States implementing ‘ObamaCare’ in good faith are seeing good results
Posted by AzBlueMeanie:
The Tea-Publican strategy for 2014 is to once again run against the Affordable Care Act (aka "ObamaCare"), focusing on every little problem, real or imagined, with the implementation of the program. Of course there are going to be problems with implementation, but rather than make adjustments to fix those problems, the Tea-Publican ideological knee-jerk reaction is to yell "kill it!"
Imagine how different the course of human history would have been without trial and error eventually leading to success and the advancement of the human race. If these people had been in charge, all modern scientific and technological advancements would never have occurred because damn near every one of them was a failure at first.
"ObamaCare" was set up to allow the 50 states to experiment and to learn what works best to establish best practices. AS FDR famously said of his New Deal programs, " It is common sense to take a method and try it: If it fails, admit it frankly and try another. But above all, try something."

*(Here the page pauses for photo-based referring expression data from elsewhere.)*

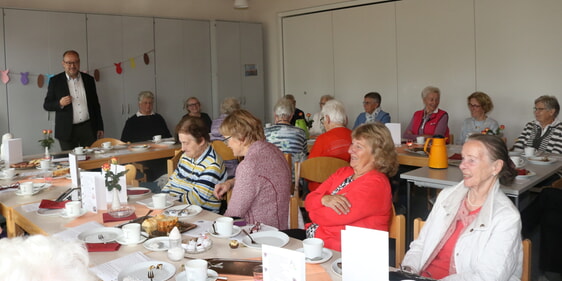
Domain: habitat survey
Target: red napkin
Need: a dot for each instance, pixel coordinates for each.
(137, 191)
(50, 204)
(100, 247)
(456, 156)
(108, 218)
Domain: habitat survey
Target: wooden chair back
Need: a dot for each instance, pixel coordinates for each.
(527, 248)
(113, 141)
(397, 231)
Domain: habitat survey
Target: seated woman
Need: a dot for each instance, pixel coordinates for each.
(473, 230)
(358, 195)
(336, 140)
(260, 189)
(431, 120)
(545, 132)
(199, 169)
(479, 104)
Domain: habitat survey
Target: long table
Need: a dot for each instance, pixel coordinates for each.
(33, 223)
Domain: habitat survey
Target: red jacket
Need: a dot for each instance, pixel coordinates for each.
(371, 205)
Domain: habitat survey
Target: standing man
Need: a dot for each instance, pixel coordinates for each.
(373, 112)
(72, 95)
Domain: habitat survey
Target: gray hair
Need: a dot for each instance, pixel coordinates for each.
(335, 110)
(430, 89)
(284, 108)
(550, 102)
(145, 95)
(228, 105)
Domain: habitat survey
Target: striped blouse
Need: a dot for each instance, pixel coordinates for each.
(194, 180)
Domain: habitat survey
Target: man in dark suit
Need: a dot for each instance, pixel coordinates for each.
(72, 95)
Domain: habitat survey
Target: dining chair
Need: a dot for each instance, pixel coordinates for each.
(527, 248)
(397, 231)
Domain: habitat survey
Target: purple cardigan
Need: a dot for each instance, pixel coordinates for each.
(262, 188)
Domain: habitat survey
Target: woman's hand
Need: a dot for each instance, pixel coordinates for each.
(222, 188)
(338, 203)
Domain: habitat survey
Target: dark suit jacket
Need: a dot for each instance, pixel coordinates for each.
(58, 88)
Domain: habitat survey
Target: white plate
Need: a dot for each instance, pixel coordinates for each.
(110, 234)
(235, 231)
(530, 174)
(140, 270)
(121, 241)
(157, 244)
(273, 238)
(189, 212)
(211, 275)
(139, 147)
(64, 215)
(326, 255)
(139, 188)
(541, 160)
(335, 268)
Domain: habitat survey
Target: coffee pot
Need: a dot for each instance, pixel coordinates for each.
(438, 154)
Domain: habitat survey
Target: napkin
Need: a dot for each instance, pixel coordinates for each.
(50, 204)
(108, 218)
(100, 247)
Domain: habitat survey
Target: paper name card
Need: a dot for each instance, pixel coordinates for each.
(282, 264)
(364, 254)
(14, 151)
(395, 132)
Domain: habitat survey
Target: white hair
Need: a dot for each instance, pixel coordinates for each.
(43, 258)
(335, 110)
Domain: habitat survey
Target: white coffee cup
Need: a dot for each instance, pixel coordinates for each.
(45, 164)
(26, 188)
(312, 247)
(518, 161)
(78, 150)
(9, 173)
(529, 151)
(131, 232)
(72, 208)
(159, 201)
(223, 226)
(196, 270)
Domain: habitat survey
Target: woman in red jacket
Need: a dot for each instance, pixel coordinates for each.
(358, 195)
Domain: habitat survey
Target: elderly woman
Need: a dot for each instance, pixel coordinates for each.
(479, 104)
(260, 189)
(288, 138)
(545, 132)
(473, 230)
(431, 120)
(199, 169)
(193, 108)
(317, 126)
(358, 195)
(336, 140)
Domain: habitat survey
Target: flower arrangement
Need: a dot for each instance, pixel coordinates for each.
(112, 178)
(497, 132)
(47, 140)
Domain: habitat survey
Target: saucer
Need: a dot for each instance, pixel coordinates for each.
(235, 231)
(64, 215)
(211, 275)
(326, 255)
(143, 238)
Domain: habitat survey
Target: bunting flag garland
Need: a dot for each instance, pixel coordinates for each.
(118, 68)
(5, 77)
(24, 79)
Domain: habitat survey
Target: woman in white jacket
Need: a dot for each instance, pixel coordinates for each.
(473, 231)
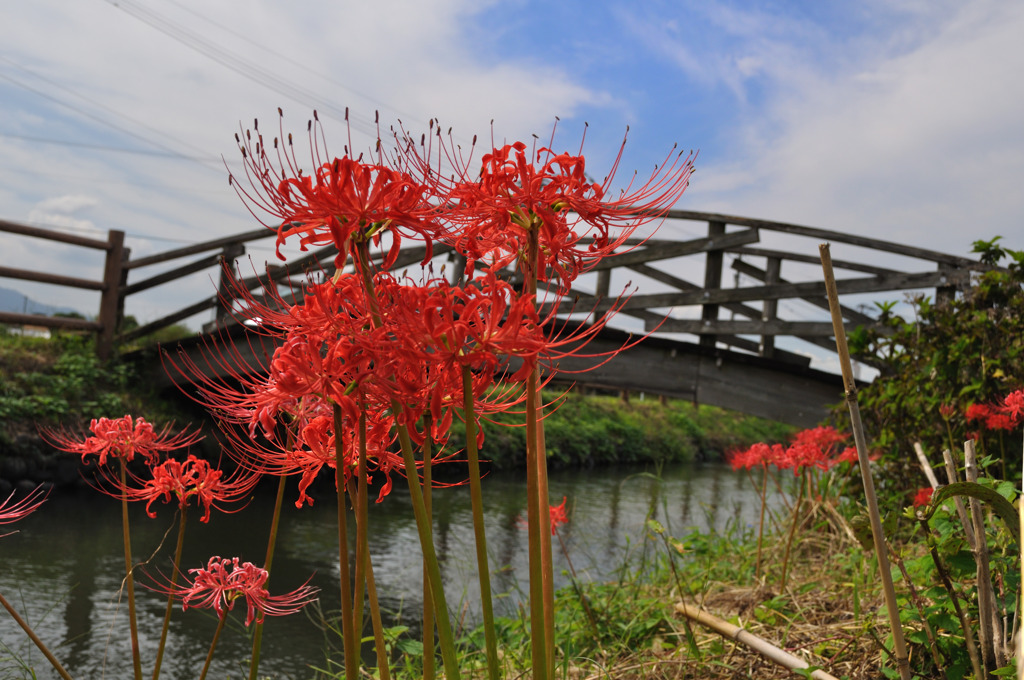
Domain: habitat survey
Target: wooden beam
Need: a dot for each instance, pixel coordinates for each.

For all the nit-picking by Tea-Publicans over the implementation of "ObamaCare," things are actually going quite well in states that are making a good faith effort to implement the program. Matthew Iglesias writes at Slate, Obamacare Rollout Is Going to Be Like a Train Getting You to Your Destination in a Timely Manner:
You heard it here first from me in April,
but I want to reiterate that over the next 18 months you're going to
read a lot of stories about problems with Affordable Care Act
implementations. Many of those stories are going to be accurate. But
fundamentally Affordable Care Act implementation is going to work out
great, and people are going to love it.
The latest evidence comes to us today from California, America's largest
state and one of the states that's tried the hardest to actually
implement Obamacare. As Sarah Kliff explains, their exchanges are
getting set up, and it looks like premiums for "silver" and "bronze"
plans are both going to be lower than was previously expected [California Obamacare premiums: No ‘rate shock’ here].

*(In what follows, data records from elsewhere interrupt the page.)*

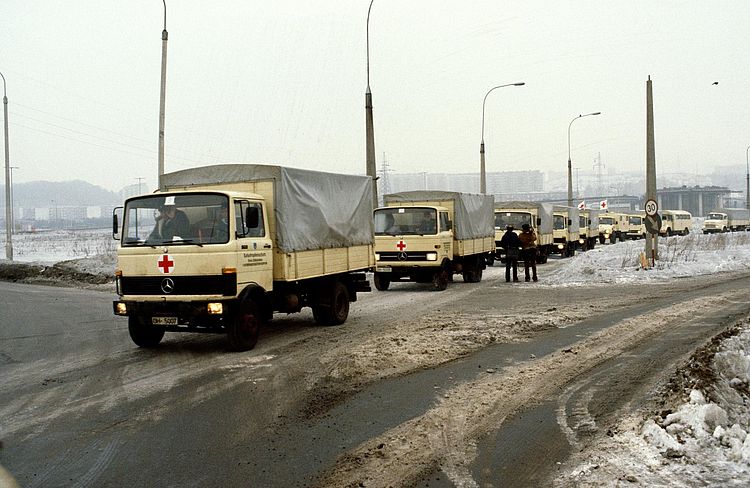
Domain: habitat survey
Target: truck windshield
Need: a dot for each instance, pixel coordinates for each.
(178, 218)
(516, 219)
(405, 221)
(558, 222)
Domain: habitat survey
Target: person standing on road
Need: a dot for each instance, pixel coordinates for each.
(511, 243)
(528, 250)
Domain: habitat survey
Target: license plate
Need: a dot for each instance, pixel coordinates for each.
(164, 320)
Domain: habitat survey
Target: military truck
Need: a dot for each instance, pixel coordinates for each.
(588, 228)
(428, 236)
(246, 241)
(565, 230)
(636, 226)
(613, 226)
(516, 213)
(726, 220)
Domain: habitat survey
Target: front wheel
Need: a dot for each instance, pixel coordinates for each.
(334, 309)
(244, 328)
(382, 281)
(143, 334)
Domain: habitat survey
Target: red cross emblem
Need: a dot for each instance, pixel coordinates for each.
(165, 264)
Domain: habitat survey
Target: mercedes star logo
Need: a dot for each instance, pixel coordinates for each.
(167, 285)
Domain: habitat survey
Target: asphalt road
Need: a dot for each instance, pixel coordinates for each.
(82, 406)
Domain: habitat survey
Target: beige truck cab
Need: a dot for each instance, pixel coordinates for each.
(613, 226)
(221, 248)
(726, 220)
(636, 226)
(565, 230)
(428, 236)
(588, 228)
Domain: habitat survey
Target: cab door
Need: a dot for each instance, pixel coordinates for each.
(254, 244)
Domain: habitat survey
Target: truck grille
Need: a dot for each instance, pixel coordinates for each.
(180, 285)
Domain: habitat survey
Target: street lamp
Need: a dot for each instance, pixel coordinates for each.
(162, 95)
(482, 172)
(570, 167)
(12, 204)
(8, 234)
(370, 168)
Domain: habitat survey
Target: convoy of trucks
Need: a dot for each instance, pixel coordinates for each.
(428, 236)
(726, 220)
(565, 230)
(245, 241)
(588, 228)
(221, 248)
(516, 213)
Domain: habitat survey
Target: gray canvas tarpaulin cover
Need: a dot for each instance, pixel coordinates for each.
(544, 210)
(474, 214)
(313, 210)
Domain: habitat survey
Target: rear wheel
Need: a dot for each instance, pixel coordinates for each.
(143, 334)
(334, 309)
(382, 281)
(244, 328)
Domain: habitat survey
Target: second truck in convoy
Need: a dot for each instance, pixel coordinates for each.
(428, 236)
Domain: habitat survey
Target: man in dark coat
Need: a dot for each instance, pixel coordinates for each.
(512, 244)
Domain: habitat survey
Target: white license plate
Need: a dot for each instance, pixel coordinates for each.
(164, 320)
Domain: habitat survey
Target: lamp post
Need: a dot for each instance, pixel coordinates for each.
(162, 95)
(12, 204)
(370, 168)
(570, 167)
(8, 217)
(482, 172)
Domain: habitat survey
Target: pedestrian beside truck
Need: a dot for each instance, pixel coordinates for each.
(528, 250)
(512, 245)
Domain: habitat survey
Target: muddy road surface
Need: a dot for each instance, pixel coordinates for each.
(418, 388)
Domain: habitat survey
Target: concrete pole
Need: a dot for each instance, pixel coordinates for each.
(652, 241)
(162, 94)
(369, 129)
(8, 211)
(747, 188)
(482, 171)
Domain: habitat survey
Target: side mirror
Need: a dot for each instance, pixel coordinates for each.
(252, 217)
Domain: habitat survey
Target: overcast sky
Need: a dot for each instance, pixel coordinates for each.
(283, 82)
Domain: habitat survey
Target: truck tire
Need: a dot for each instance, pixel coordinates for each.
(335, 310)
(142, 334)
(244, 327)
(382, 281)
(440, 280)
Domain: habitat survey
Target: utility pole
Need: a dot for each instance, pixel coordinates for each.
(652, 240)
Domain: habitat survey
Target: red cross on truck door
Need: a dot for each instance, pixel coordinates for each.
(165, 264)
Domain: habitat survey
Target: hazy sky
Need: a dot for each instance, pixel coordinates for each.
(283, 82)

Far from a "train wreck," in other words, the biggest single set of
clients for the program is getting something like a nice, smooth
high-speed train ride. There was also good news from Oregon recently,
where insurers that had initially come in with high premium bids are now
asking to resubmit with cheaper offerings in the face of competition [Oregon may be the White House’s favorite health exchange]. And the Affordable Care Act's goal of slowing the growth in aggregate health expenditures is also coming true.
Now of course not every state is going to have as happy an experience as California and Oregon.